Certain factors or health conditions can increase your chances of having a child with a birth defect. Some examples include but are not limited to:
It is diabetes.
• Being overweight.
• The mother’s age at giving delivery (more than 35 years old).
• You have a hereditary condition that runs in your family.
• Issues with drugs or alcohol.
• Being on certain medications.
Your doctor or nurse can help you deal with any underlying issues. They can also provide you with tests to determine the likelihood that your child will inherit a disease.
How to Diagnose and Test
What types of tests are available for birth abnormalities during pregnancy?

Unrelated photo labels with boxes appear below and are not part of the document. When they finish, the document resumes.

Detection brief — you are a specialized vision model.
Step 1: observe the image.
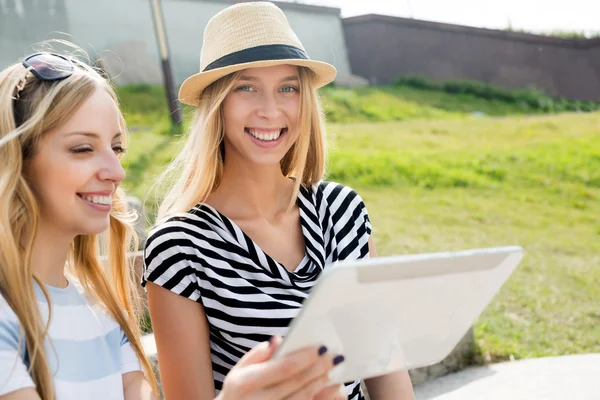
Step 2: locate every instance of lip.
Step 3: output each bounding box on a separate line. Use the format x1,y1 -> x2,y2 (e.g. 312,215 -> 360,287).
244,128 -> 288,149
77,190 -> 114,197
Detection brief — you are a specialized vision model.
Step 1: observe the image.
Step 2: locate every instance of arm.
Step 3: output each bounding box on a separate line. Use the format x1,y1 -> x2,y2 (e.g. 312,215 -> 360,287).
0,388 -> 42,400
365,236 -> 415,400
123,371 -> 158,400
147,282 -> 215,400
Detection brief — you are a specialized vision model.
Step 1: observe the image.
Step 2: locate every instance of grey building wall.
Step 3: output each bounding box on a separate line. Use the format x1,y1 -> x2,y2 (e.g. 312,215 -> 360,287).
344,15 -> 600,100
0,0 -> 350,84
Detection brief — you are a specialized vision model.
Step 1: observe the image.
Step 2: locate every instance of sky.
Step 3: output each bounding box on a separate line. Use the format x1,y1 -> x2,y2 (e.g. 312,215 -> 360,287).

What tests can detect birth defects?
You can get ultrasounds and blood tests while pregnant to screen for birth defects and hereditary diseases. If a screening test reveals an abnormality, your doctor will recommend a diagnostic test. Tests performed in the first three months of pregnancy screen for abnormalities with the baby’s heart and chromosomal illnesses such as Down syndrome.
Here are several screening tests:
• Blood test: Blood tests can detect protein levels or free baby DNA in the mother’s blood after giving delivery. If the findings are abnormal, it may indicate that the infant has a genetic disease.
• An ultrasound determines whether there is excess fluid behind the baby’s neck. It could be a symptom of a heart or DNA problem.
Screenings in the second trimester check for issues with the shape of the foetus’ body. Here are the tests:
• Serum screen: Blood testing in the second trimester can detect genetic abnormalities and/or spina bifida.
• Anomaly scan: This form of ultrasound examines the child’s size and detects birth defects.
If a screening test indicates that something is wrong, a doctor or nurse may recommend additional tests. People who are more likely to experience complications throughout their pregnancy can also receive diagnostic tests. Here are the tests:
This ultrasound focusses on the fetus’s heart. Not all heart issues may be detected before birth with diagnostic tests.
• Foetal MRI: This scan examines the foetal brain or nervous system.
• Chorionic villus sampling: During this test, your doctor will remove a little portion of the placenta. They will look for chromosomal or DNA issues.
• Amniocentesis: Your doctor will remove a little amount of amniotic fluid. Cells will be tested for chromosomal abnormalities and DNA alterations. A cytomegalovirus (CMV) test can also be performed during an amniocentesis.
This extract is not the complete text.